Enfin, revenons sur l’intention de modifier le préambule. Je crois que l’un des objectifs principaux de la révision était la modification de l’article 1er. En effet, l’article 89, impose que la révision soit conforme aux principes de la constitution. Introduire la notion de quota et de personne dans l’article 1er (Cette article avec le préambule fixe la philosophie politique de notre régime républicain) permettra plus tard de remettre en cause le recours à l’article 6 de la déclaration des droits de l’homme de 1789 et donc de la sortir du préambule. Dès lors, il sera plus confortable de remettre en cause l’attachement aux principes de souveraineté tels qu’ils sont définis dans le préambule de la constitution de 1946 en se justifiant par son inadaptation  à la société actuelle et par le nécessaire recours du droit de la personne à accéder au travail (remise en cause du droit du travail et de grève par extension: la loi favorise l’accès au travail). Cette méthode permettrait de sur-valoriser le droit subjectif  en en faisant un principe qui dépasse le droit objectif. Je veux ici pointer le projet global de révision constitutionnelle. 
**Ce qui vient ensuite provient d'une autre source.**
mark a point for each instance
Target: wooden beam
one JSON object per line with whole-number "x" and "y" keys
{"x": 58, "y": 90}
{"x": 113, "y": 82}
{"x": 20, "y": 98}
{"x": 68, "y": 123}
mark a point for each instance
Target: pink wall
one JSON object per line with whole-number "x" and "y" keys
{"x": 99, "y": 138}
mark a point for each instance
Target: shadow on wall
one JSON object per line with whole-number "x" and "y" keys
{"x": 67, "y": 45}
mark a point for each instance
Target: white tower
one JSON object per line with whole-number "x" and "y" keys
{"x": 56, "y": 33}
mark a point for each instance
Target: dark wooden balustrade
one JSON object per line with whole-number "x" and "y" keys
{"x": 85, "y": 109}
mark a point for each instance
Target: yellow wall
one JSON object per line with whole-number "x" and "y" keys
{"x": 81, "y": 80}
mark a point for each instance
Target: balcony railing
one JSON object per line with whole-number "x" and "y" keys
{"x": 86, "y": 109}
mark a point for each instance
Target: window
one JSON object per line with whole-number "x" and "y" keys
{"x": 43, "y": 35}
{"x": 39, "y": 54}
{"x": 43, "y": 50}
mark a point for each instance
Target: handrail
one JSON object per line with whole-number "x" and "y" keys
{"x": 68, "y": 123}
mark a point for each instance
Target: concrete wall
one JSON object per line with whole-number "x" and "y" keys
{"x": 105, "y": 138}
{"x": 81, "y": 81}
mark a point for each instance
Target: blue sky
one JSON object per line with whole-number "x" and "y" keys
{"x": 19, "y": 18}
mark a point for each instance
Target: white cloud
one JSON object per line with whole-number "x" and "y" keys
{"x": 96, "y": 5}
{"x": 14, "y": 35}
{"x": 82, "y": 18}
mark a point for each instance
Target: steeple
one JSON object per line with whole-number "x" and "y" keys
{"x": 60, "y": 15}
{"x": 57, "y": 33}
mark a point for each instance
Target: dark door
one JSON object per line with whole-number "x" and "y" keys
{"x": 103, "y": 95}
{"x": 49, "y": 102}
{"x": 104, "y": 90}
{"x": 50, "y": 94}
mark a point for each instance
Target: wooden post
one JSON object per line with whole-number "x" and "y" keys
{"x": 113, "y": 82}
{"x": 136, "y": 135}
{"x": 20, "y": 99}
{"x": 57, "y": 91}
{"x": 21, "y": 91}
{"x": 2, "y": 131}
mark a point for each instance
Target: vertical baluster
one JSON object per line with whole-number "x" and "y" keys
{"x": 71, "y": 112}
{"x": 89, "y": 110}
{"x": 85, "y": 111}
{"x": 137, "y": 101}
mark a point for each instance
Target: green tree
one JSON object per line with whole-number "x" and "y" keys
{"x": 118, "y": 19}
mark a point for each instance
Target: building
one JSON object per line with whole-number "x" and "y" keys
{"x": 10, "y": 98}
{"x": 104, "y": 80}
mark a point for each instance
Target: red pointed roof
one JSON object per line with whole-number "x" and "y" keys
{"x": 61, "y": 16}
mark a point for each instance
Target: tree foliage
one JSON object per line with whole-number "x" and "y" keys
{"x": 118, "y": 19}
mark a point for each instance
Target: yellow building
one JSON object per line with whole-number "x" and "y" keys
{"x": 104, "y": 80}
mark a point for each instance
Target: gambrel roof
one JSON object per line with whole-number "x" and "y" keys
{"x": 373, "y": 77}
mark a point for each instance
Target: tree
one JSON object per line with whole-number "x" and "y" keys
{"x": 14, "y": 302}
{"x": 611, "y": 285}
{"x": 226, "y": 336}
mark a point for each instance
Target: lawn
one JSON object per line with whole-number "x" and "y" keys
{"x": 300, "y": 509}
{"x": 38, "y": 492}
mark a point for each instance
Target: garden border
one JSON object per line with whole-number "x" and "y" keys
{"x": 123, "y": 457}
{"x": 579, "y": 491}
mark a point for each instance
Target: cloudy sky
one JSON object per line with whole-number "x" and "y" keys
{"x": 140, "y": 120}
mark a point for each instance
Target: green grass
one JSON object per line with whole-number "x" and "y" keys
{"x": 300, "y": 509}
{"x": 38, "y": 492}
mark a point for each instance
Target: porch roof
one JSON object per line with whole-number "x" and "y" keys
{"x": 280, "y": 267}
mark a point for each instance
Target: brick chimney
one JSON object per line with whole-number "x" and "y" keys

Beaucoup parle du rôle du Parlement et de l’hyper présidentialisation, mais je crois qu’ils devraient s’attarder sur la volonté du Président de sortir du Principe Républicain de citoyenneté pour consacrée la personne comme valeur centrale de notre Nation. Cela a des conséquences lourdes parce ce que cette perspective crée de la discrimination, elle peux être positive mais aussi négative, cela dépend de l’objectif de celui qui commande l’exécutif. Favoriser le droit de la personne au droit du citoyen revient à remettre en cause l’intérêt général et le bien fondé des institutions pour livrer l’ensemble de la Nation à concurrence entre les hommes. Cela revient à créer les conditions d’un droit opposable toujours justifiable pour peu que la situation soulève l’indignation. Et cette indignation, il suffira que le Président convoque un congrès et s’adresse à lui pour lui donner une existence constitutionnelle ou encore que conformément à l’article 50-1 de la loi constitutionnelle du 23 juillet 2008, sans engager sa responsabilité, cela se fasse à l’initiative du gouvernement:

Art 50-1: Devant l’une ou l’autre des assemblées, le gouvernement peut de sa propre initiative ou à la demande d’un groupe parlementaire au sens de l’article 51-1, faire sur un sujet déterminé, une déclaration qui donne lieu à débat et peut, s’il en décide, faire l’objet d’un vote sans engager sa responsabilité ».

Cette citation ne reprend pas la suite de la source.